Tuesday, November 02, 2010

it happened again :(

When I was 8, I submitted a poem to the local newspaper’s kids’ section. It was a weekly thing, and every Saturday morning I’d read it while sitting at the breakfast table with my parents, feeling very grown up as I sipped my juice.

It included a ‘Pet of the Week’ feature (guilt trip your parents into buying a puppy you’ll lose interest in within a month, yaaaaay!), photos from local child-friendly events, and reader submissions of poetry, stories, and artwork.

The quality of these artistic contributions left much to be desired. Often, they’d blatant rip-offs of famous works. William Wordsworth’s daffodils poem featured every other week, supposedly written by ‘Sarah K., 10 years old’ or ‘Sam M., aged 6 years’.  Even as a child, I remember thinking that the paper's editors were clearly enormous dumbasses.

When they weren’t plagiarised, the poetry was usually along the lines of ‘I have a cat/It likes to sit on the mat/Sometimes I give it a pat/It does not wear a hat’.
These inclusions didn’t bother me so much: they were shit, yes, but at least they’d tried. Clearly not much. But a bit.

Given the subpar quality of the other compositions, I decided I had nothing to lose in submitting my own. So, in a fit of inspiration following a violent tummy-bug, I sent in my original piece, entitled ‘Sick’. I don’t remember a great deal about it, but it rhymed beautifully, and used wonderful imagery of ‘castle moats’ of vomit, and fever-induced prayers for a speedy death.

I waited for my great public literary debut. Week after week, I scoured the kids’ section for my poem. When it didn’t appear, I began desperately searching the rest of the newspaper, thinking perhaps they editors had decided it was so good, they chose to publish it in the main bulk of the newspaper. Say, on page 2 or something.

But after a few months it still hadn’t been printed. My parents suggested I resend it – it could’ve got lost in the mail or misplaced! So I did. Four times. Until my pride could not handle any more rejection. I gave up. Admitted defeat. Let my dreams of poetic glory die.

Wordsworth continued to feature heavily each Saturday.

In the coming years, my disappointment morphed into rage. ‘Sick’ was too edgy for their philistine publication. That was the problem. The suicidal thoughts of a feverish 8 year old weren’t appreciated by the closed-minded editors. They probably didn’t even understand it. Ha! Morons!

For the past 14 years, I’ve comforted myself with the knowledge that their idiot brains could not comprehend my artistic genius. My tortured soul was simply too complex for them.

Until last week, when Wagon Wheels’ Facebook fan page announced a poetry contest. The prize was an ENTIRE BOX OF WAGON WHEELS.

Holy crap. Hooooly crraaaap.  Now that is an incentive. This time, the simple pride of being published was not enough – something big was at up for grabs. AN ENTIRE BOX OF CHOCOLATE AND BISCUIT AND MARSHMALLOW AND JAM. The stakes were high.
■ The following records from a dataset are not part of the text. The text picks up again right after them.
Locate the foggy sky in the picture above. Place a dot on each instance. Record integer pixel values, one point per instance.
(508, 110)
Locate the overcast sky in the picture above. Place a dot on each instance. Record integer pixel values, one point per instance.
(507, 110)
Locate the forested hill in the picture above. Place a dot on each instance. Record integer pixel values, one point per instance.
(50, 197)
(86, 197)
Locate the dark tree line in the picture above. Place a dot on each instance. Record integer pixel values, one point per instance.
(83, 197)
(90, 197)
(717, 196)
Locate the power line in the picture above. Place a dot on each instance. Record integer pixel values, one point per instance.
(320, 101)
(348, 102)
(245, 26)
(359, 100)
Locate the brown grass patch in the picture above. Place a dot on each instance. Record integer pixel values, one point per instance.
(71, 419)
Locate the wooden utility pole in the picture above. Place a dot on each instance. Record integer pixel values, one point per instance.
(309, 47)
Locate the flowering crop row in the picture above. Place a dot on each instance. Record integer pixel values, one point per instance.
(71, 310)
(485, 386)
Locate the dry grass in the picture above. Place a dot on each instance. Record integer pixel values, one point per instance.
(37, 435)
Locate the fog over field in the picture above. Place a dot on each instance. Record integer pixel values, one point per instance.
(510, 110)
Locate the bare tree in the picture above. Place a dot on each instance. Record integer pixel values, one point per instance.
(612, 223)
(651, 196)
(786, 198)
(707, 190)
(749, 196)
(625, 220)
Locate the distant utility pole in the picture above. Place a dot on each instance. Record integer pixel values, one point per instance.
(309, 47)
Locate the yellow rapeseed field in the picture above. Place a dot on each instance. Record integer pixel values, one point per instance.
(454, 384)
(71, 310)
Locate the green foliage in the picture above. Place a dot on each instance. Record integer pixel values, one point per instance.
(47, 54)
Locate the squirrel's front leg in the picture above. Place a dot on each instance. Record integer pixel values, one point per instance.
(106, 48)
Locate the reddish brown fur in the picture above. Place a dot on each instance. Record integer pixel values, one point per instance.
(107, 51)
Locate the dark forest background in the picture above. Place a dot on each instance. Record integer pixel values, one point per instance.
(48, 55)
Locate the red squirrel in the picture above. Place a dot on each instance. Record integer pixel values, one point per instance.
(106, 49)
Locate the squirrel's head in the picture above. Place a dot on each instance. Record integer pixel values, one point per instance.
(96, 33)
I committed myself to composing the best goddamn poem about an oddly-named chocolate biscuit ever. I didn’t want to get cocky, given my past experiences. But after viewing the other entries, I began to feel fairly confident I was in with a chance.

I waited all day for the winner to be announced. AND……..it wasn’t me. But not only was it not me, it was a fucking acrostic poem.

Excuse me? We are not in grade 2. That will not cut it. Sorry.

I know I seem bitter. I’m not. Really.  Acrostic Poem Girl: I'm really pleased for you (I'm not). I accept that you won, fair and square (I don't). I hope you enjoy your giant crate of Wagon Wheels (I hope you choke on them and die, you nasty little facebook whore).

I was pretty bummed that I didn’t win. It was hard to come to terms with the fact that my unique brand of poetry is just not what the public wants. And it was even harder to come to terms with the lack of a bulk supply of Wagon Wheels in my life. I made a silent promise: never again will I put myself on the line like that. I will not subject myself to the humiliation and crushing, devastating disappointment of poetic failure. I would close this chapter of my life, and turn to bigger and better things. I’d stick to stuff I know I’m good at, like making lists and impersonating magpies and incorporating Nutella into my meals.

Then today, in a fit of mindless Wikipedia browsing, I came across a glimmer of hope. Apparently, Taylor Swift once won a national poetry contest.
Taylor Swift.
Of ‘she wears high heels/I wear sneakers/She’s cheer captain/And I’m in the bleachers’ fame.

It’s a somewhat depressing reflection on judges’ tastes, proving once and for all that their opinions should not be valued particularly highly. So I should not feel too bad about my repeated failure.

It also demonstrates that you really cannot pick who will win these things. If Taylor Swift can win a poetry contest, then surely anybody can have hope in their abilities.

No matter which way you choose to look at it – THE DREAM LIVES!!!!